The checklists provided by the group offer specific guidance, such as ensuring the selection of relevant image sections, the proper naming of color channels in fluorescence microscopy images, and the selection of colors discernible to color-blind readers. Recognizing that many publications involve image analysis results, the group mandates precise descriptions of data generation methods, including software tools and settings, alongside the availability of sample data for result verification. In general, the guidelines advocate the sharing of images in suitable databases to foster further research within the scientific community.
Christopher Schmied, the first author of the research paper and a scientist at the Human Technopole Foundation in Milan and the Leibniz-Forschungsinstitut für Molekulare Pharmakologie (FMP) in Berlin, underlined that these guidelines cater to researchers of all levels, from novices to experts. They empower researchers to publish images and image analysis results that meet rigorous quality standards, ensuring reproducibility and credibility while providing a solid foundation for future research endeavors.
Within the checklists, the criteria are categorized into three tiers, enabling users to select between minimal, recommended, and ideal requirements for effective bioimaging data communication. Helena Jambor expressed optimism that these criteria could become mandatory standards for publication in leading scientific journals, citing the proactive nature of the global initiative members, who continually update the checklists. The initiative also intends to develop training materials and tutorials for effective communication of microscopy images.

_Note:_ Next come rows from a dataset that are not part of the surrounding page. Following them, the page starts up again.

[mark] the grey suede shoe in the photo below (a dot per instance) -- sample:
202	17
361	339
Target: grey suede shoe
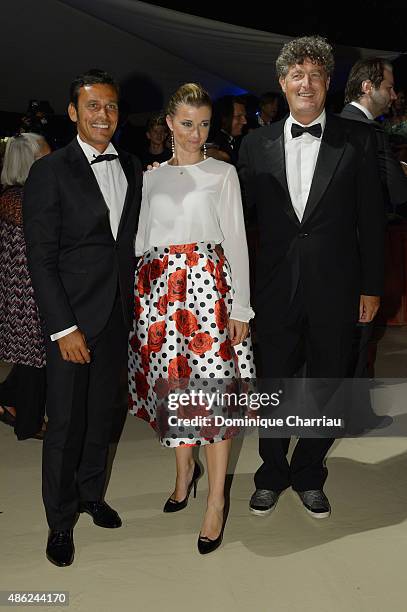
263	501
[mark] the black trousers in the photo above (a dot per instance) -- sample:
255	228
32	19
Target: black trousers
24	389
325	351
82	401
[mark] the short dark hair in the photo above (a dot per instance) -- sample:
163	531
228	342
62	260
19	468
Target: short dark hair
91	77
368	69
155	120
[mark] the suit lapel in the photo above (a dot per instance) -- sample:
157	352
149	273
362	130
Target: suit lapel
330	152
275	152
87	180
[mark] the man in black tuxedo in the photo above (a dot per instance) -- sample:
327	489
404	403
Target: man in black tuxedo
313	180
369	94
81	207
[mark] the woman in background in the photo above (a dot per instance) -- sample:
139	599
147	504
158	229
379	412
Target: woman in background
22	395
192	302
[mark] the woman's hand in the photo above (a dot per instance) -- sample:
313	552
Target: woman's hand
238	331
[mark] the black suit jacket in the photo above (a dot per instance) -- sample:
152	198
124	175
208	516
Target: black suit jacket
336	252
393	179
75	263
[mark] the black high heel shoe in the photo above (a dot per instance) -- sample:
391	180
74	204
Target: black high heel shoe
206	545
172	505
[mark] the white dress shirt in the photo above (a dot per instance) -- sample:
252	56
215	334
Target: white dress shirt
301	156
363	109
113	185
198	203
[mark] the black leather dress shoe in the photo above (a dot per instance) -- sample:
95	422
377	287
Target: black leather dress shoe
103	515
60	548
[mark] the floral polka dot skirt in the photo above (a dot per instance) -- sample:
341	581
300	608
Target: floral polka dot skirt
179	339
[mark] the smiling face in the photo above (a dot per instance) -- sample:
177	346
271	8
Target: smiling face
190	127
305	87
96	114
383	97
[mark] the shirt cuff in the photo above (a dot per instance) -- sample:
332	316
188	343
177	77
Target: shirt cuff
63	333
240	313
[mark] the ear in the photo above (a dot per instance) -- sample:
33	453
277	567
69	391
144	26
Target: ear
281	80
72	112
168	119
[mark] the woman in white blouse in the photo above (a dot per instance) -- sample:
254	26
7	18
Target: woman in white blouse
192	305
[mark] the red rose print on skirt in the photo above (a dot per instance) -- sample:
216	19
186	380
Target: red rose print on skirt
156	336
201	343
221	314
141	384
179	372
185	321
177	286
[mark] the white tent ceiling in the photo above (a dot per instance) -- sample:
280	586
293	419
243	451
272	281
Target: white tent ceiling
150	50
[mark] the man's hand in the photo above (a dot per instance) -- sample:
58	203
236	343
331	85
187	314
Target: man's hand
73	347
238	331
153	167
368	307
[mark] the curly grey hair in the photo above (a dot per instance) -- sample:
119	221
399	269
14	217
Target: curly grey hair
315	48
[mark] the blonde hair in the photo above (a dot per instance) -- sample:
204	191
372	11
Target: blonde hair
192	94
20	154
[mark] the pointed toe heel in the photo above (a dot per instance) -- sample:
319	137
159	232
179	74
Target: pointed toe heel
172	505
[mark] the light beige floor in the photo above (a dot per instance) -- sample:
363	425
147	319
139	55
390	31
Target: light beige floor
353	562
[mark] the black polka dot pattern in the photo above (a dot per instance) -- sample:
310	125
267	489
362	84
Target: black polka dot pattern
182	304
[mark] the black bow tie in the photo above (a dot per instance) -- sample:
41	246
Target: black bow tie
314	130
106	157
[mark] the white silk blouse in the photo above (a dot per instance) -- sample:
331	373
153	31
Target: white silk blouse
198	203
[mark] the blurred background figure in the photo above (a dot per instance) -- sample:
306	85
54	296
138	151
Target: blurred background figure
228	123
269	108
22	395
156	133
39	119
396	127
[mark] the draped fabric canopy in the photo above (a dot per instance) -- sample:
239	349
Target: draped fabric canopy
150	50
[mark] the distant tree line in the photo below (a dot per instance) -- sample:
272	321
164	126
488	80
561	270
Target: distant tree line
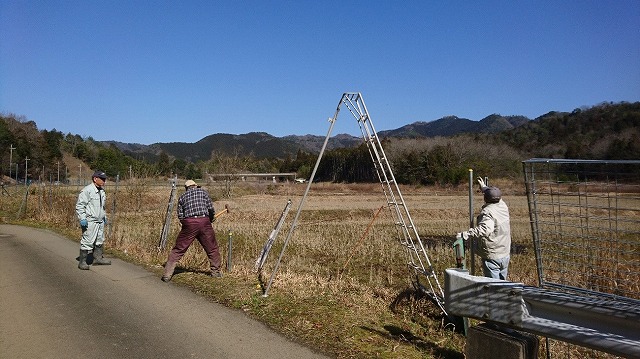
605	131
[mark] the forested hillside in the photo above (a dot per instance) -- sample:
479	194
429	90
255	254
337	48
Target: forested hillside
605	131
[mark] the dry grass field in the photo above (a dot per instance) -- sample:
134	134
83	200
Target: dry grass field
339	288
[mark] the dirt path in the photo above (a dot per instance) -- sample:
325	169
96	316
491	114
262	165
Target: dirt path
51	309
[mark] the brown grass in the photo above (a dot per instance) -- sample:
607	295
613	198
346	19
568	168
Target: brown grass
363	310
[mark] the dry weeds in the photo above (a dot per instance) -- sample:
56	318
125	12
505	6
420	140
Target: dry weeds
360	310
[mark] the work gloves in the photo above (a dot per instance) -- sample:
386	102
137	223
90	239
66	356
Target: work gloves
84	224
481	183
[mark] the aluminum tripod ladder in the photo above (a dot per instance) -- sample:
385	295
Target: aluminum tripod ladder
424	276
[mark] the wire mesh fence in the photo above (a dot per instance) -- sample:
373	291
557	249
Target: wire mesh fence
585	219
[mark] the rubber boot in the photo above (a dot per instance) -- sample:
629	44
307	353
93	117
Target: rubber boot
168	271
82	260
98	259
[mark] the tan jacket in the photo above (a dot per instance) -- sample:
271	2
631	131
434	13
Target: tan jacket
493	231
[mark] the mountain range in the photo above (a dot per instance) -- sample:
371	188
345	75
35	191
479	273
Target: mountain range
264	145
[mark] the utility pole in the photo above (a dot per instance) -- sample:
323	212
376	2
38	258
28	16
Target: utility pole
11	148
26	170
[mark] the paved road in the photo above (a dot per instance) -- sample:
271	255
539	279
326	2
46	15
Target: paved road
51	309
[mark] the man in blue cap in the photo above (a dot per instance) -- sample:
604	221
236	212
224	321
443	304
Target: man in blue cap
91	212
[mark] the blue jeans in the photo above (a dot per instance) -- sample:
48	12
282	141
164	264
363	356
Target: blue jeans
495	268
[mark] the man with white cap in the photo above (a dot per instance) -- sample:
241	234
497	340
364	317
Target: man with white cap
91	212
493	232
195	212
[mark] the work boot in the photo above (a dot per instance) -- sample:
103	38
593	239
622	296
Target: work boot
168	271
98	259
82	260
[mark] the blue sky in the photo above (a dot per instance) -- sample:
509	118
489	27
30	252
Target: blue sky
177	71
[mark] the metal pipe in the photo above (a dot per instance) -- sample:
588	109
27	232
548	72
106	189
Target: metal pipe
472	251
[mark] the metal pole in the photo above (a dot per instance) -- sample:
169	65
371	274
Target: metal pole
472	251
11	148
304	196
230	251
26	170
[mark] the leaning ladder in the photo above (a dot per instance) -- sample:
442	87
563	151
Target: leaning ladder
424	276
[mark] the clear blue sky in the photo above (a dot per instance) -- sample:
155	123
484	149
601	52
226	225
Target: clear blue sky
177	71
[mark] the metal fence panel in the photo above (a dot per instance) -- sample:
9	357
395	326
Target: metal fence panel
585	221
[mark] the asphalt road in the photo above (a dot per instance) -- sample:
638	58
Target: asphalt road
51	309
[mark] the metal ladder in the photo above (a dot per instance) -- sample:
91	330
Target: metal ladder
417	257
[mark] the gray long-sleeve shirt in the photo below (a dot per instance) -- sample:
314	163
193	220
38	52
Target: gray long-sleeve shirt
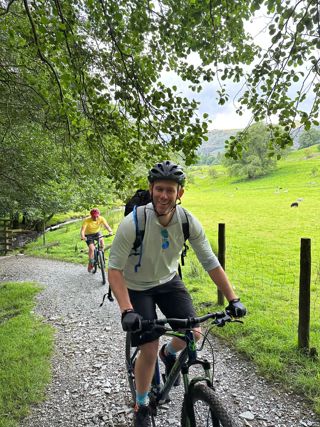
158	265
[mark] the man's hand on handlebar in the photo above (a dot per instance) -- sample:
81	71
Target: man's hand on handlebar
236	308
131	321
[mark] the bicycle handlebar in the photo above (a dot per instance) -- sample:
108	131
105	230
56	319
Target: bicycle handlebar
220	319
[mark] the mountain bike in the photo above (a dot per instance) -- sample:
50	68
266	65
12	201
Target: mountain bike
99	258
201	403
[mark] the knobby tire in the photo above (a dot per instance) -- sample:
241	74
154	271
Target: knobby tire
102	266
208	409
95	265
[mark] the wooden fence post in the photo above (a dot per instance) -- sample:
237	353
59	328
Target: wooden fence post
221	255
304	294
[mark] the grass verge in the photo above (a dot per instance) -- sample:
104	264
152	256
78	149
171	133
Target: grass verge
26	345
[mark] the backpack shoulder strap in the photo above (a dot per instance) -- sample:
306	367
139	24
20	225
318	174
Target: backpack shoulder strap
185	222
139	217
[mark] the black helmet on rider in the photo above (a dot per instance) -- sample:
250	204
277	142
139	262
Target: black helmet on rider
167	170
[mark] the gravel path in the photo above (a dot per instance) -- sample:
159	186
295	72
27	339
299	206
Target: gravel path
89	385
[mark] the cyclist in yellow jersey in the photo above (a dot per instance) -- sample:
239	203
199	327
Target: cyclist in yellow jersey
90	230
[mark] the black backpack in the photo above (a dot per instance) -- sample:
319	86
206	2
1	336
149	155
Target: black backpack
140	198
137	205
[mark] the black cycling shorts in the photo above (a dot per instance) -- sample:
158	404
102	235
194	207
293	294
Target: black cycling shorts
173	300
91	237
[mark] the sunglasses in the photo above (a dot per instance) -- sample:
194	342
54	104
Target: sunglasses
165	241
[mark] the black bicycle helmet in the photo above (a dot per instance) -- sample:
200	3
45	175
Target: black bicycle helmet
167	170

Christian Tischer expressed the hope that the continued adoption of these guidelines by scientists and scientific journals would foster a culture where life science research thrives with enhanced transparency, stemming from the clear and consistent sharing of bioimaging data. For educators like him, who train life scientists in managing and analyzing bioimaging data, this information can be disseminated more effectively in courses, thereby perpetuating these vital practices.